The effectiveness of hormone therapy, however, is not permanent, and over time many prostate cancers progress in spite of hormones. This so-called castration-resistant prostate cancer state is also marked by a PSA rise and/or the appearance of new metastases. In these cases, other types of hormone therapy and chemotherapy are usually effective.
At the NYU Cancer Institute, our medical oncologists specializing in the treatment of prostate cancer are evaluating new ways of treating men with recurrent and castration resistant prostate cancer.
- Hormonal therapies. A novel approach under evaluation in clinical trials is substituting castration-inducing hormone therapies for agents that don’t induce castration and to reverse the resistance to hormones that develops over time in men who were on castration-inducing hormone therapy. These new treatments build on our innovative research findings regarding the androgen receptor — a protein which is essential for testosterone to promote the growth of prostate cells under normal conditions. Prostate cancer cells become “addicted” to the androgen receptor, which helps them to continue to grow even in the absence of testosterone. Our investigators found that drugs that turn off the androgen receptor have the potential to slow down tumor growth and possibly eliminate tumors that have become resistant to hormones and chemotherapy.

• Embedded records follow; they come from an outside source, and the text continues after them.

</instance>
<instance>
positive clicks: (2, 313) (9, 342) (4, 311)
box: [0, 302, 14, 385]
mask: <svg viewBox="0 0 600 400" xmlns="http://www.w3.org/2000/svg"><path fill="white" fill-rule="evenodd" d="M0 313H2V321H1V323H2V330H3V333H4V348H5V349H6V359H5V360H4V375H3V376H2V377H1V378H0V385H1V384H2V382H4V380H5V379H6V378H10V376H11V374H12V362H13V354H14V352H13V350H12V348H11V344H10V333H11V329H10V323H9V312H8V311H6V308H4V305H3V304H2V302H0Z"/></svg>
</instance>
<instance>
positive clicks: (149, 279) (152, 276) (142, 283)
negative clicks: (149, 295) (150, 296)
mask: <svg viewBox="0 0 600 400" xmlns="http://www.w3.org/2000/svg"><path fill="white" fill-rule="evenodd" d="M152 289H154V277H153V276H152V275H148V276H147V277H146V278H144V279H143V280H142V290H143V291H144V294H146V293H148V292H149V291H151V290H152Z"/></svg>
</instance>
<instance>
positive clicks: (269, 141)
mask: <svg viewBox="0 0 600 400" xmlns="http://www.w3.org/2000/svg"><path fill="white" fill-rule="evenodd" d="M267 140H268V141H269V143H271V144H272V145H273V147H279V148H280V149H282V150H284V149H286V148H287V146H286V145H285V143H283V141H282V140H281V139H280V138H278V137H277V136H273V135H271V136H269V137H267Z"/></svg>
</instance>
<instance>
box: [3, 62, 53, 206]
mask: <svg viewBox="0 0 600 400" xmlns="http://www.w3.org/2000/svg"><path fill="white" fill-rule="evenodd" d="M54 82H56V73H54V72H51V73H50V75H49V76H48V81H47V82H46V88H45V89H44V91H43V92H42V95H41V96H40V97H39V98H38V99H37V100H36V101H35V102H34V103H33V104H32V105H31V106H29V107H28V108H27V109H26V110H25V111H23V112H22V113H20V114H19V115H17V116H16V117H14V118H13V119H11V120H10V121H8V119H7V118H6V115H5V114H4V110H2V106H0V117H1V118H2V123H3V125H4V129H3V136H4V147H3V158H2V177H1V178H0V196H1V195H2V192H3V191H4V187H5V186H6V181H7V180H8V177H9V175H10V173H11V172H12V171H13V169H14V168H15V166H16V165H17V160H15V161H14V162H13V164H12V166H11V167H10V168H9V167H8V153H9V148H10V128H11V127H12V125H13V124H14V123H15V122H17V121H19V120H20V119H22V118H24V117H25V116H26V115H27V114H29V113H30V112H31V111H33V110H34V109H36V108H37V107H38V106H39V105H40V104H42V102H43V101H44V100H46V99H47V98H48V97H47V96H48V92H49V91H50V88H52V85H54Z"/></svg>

Examples of such novel therapies that target the androgen receptor include combining the drug bicalutamide with enzastaurin — a drug that inhibits an enzyme capable of stimulating the androgen receptor — and inhibitors of an enzyme called deacetylase, such as the drug panobinostat.

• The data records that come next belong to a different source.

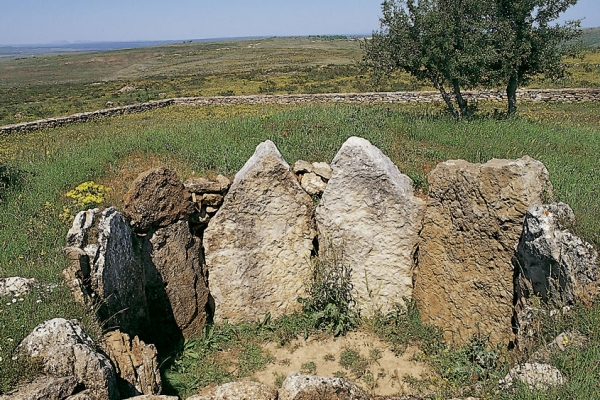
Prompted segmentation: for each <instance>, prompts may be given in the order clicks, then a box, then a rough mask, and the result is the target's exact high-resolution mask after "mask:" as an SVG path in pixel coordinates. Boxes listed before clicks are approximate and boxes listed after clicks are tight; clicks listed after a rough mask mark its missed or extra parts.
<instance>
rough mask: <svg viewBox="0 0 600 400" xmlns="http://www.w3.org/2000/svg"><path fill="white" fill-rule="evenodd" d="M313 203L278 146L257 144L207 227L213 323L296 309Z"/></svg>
mask: <svg viewBox="0 0 600 400" xmlns="http://www.w3.org/2000/svg"><path fill="white" fill-rule="evenodd" d="M311 216H312V201H311V198H310V196H308V195H307V194H306V192H304V190H302V188H301V187H300V185H299V184H298V180H297V179H296V177H295V176H294V175H293V174H292V173H291V172H290V169H289V165H288V164H287V163H286V162H285V160H284V159H283V157H282V156H281V154H280V153H279V151H278V150H277V148H276V147H275V144H274V143H273V142H271V141H266V142H263V143H261V144H260V145H258V147H257V148H256V151H255V152H254V155H253V156H252V157H251V158H250V159H249V160H248V162H246V165H244V167H243V168H242V169H241V170H240V171H239V172H238V173H237V175H236V176H235V179H234V181H233V184H232V185H231V188H230V189H229V193H228V195H227V196H226V197H225V201H224V202H223V205H222V206H221V208H220V209H219V211H218V212H217V214H216V215H215V216H214V217H213V218H212V219H211V220H210V222H209V224H208V227H207V229H206V231H205V232H204V248H205V254H206V264H207V266H208V271H209V287H210V291H211V295H212V296H213V297H214V302H215V315H214V319H215V321H222V320H223V319H224V318H227V319H228V320H229V322H232V323H237V322H241V321H255V320H256V319H258V318H261V317H262V316H264V315H265V314H267V313H271V315H272V316H273V317H278V316H281V315H283V314H287V313H291V312H293V311H296V310H299V308H300V304H299V303H298V302H297V298H298V297H302V296H304V295H305V292H306V291H305V283H306V282H307V281H308V280H309V279H310V277H311V271H310V268H309V265H310V264H309V263H310V261H309V258H310V254H311V251H312V249H313V244H312V241H313V238H314V236H315V231H314V228H313V222H312V219H311Z"/></svg>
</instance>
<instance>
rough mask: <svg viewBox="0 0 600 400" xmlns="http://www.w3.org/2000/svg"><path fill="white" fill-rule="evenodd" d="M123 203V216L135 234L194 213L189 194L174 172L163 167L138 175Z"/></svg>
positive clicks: (167, 225) (159, 226)
mask: <svg viewBox="0 0 600 400" xmlns="http://www.w3.org/2000/svg"><path fill="white" fill-rule="evenodd" d="M124 202H125V205H124V210H123V215H125V216H126V217H127V219H129V221H130V223H131V227H132V228H133V230H134V231H136V232H145V231H148V230H149V229H150V228H152V227H154V228H160V227H165V226H168V225H170V224H172V223H174V222H176V221H177V220H179V219H186V218H187V217H189V215H190V214H192V213H193V212H194V203H192V202H191V201H190V194H189V192H188V191H187V190H186V189H185V187H184V186H183V183H182V182H181V181H180V180H179V177H178V176H177V174H176V173H175V171H173V170H170V169H167V168H164V167H161V168H154V169H151V170H148V171H145V172H142V173H141V174H140V175H139V176H138V177H137V178H136V180H135V181H134V182H133V186H132V187H131V189H130V190H129V192H128V193H127V194H126V195H125V199H124Z"/></svg>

- Immunotherapy is another area of major research interest to NYUCI investigators. They are involved in clinical trials assessing a prostate cancer vaccine designed to stimulate the immune system to recognize, fight, and kill prostate cancer cells, wherever they may be in the body. These vaccines are extremely well tolerated and are currently being evaluated alone or in combination with hormone therapy and chemotherapy.
- Chemotherapy is also a very important weapon against prostate cancer that has become refractory to hormones and has metastasized to the lymph nodes or the bones. Several clinical trials are assessing the efficacy of chemotherapy combined with novel agents or with hormone therapy to improve patient outcome.
- Quality of life. Our team of medical oncology experts advises patients on diet and exercise and provides guidelines to maximize and enhance quality of life and performance through the various stages and treatments of prostate cancer.